Die Zwillingspaare, welche in den bisher vorgestellten Märchen geboren wurden, aufwuchsen, Abenteuer erlebten, standen trotz ihrer Gegensätzlichkeit, fest zueinander, unterstützten sich und halfen sich aus schwierigen Situation. Ein Knabe und ein Mädchen, beide mit goldenen Haaren (Goldkinder), ein garstiges und ein liebliches Mädchen(Zottelhaube), die schwarze Katze Kisa und die Königstochter Ingibjörg (Die schwarze Katze Kisa) lösten alle Schwierigkeiten und Wagnisse gemeinsam bis hin zu einem glücklichen, gelungenen Leben. Die Zwillinge aber, die uns in dem Märchen Frederik Hetmanns begegnen, stehen in einem deutlichen Gegensatz zu einander, alles, was sie tun, denken, fühlen ist entgegengesetzt zu dem, was der Andere tut.
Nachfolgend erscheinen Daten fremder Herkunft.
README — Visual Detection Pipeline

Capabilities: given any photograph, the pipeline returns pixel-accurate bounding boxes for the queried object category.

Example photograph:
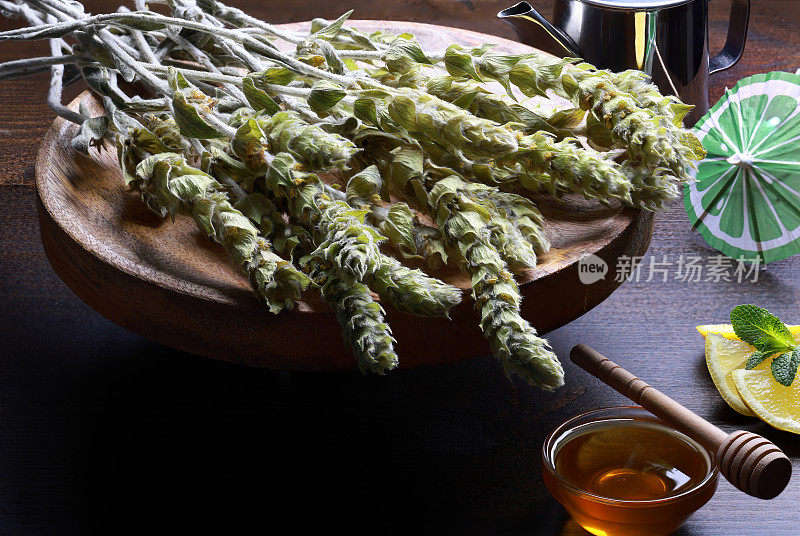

Der Gute und der Böse nennt Frederik Hetmann die Zwillinge, ich möchte sie lieber der Schaffende und der Zerstörende nennen, den so wie der eine aufbaut, Flüsse schafft mit zweifacher Strömung, bergauf und bergab, Früchte, Tieren, Vögeln, Fische, so verdirbt der andere das Werk, erfindet Wasserfälle, Strudel, Gräten. In dem Mythos von den heiligen Zwillingen der Irokesen, welcher in ganz ähnlicher Weise von den beiden erzählt, heißt der eine Tawiskaron, Feuerstein, der andere aber Wata Oterongtongnia, Junges Ahornbäumchen, ein scharfkantiges, unlebendiges und ein grünes, lebendiges, biegsames Wesen. Tawiskaron tötet mit diesem seinem Wesen und seinem Austritt durch die Achselhöhle bereits bei der Geburt seine Mutter. Oterongtongnia dagegen hält sich an die Regeln und tut Gutes, wo er nur kann, Zerstörer der eine und Schöpfer der Andere. Beide aber kommen aus einem Schoß, haben einen gemeinsamen Ursprung, sind Kinder einer göttlichen Mutter, der Himmelsfrau. „Gut und Böse sind Zwillinge, Kinder einer Mutter, und jedes von ihnen hat seinen Platz in der Welt.“ heißt es in einer anderen Variante des Märchens von den heiligen Zwillingen. Gut und Böse, Erschaffen und Zerstören, Wachsen und Vergehen sind Gegensätze, aber aus der Spannung zwischen ihnen heraus entsteht Leben, Wachstum, Entwicklung. Als himmlische oder heilige Zwillinge in der frühen Mythologie zahlreicher Völker dargestellt und verehrt sind sie beide Teil des großen Lebensstroms, der sich aufteilt und in zwei entgegengesetzte Richtungen fließt. Aus dieser Zweiteilung heraus entsteht die Welt und so sehen die Irokesen sehen in Tawiskaron nicht nur den Schöpfer von Fledermaus und Ungeheuer, sondern auch den Urahn und Schutzgeist aller Medizin -und Heilkundigen.
„Zur rechten Zeit gebar die junge Frau Zwillinge. Schon ehe die Kinder auf die Welt kamen, hörte man sie im Leib der Mutter sprechen. Das eine Kind sagte, es werde auf dem nächsten besten Weg in diese Welt kommen; das andere erklärte, es wolle den Weg nehmen, den die Natur bestimmt hat.“

(Ricarda Lukas)

 


Wussten Sie, dass Märchen so spannend sein können? Sie erzählen davon, wie Menschen die ihnen vertraute Welt verlassen (müssen), wie sie dabei in Gefahren geraten oder in die Anderswelt, Proben bestehen und Aufgaben lösen müssen - genau wie im Leben. Wie in einem Spiegel zeigen uns die Märchen, was uns bewegt - und manchmal zeigen sie uns mehr als das, zeigen neue Möglichkeiten und Erfahrungen.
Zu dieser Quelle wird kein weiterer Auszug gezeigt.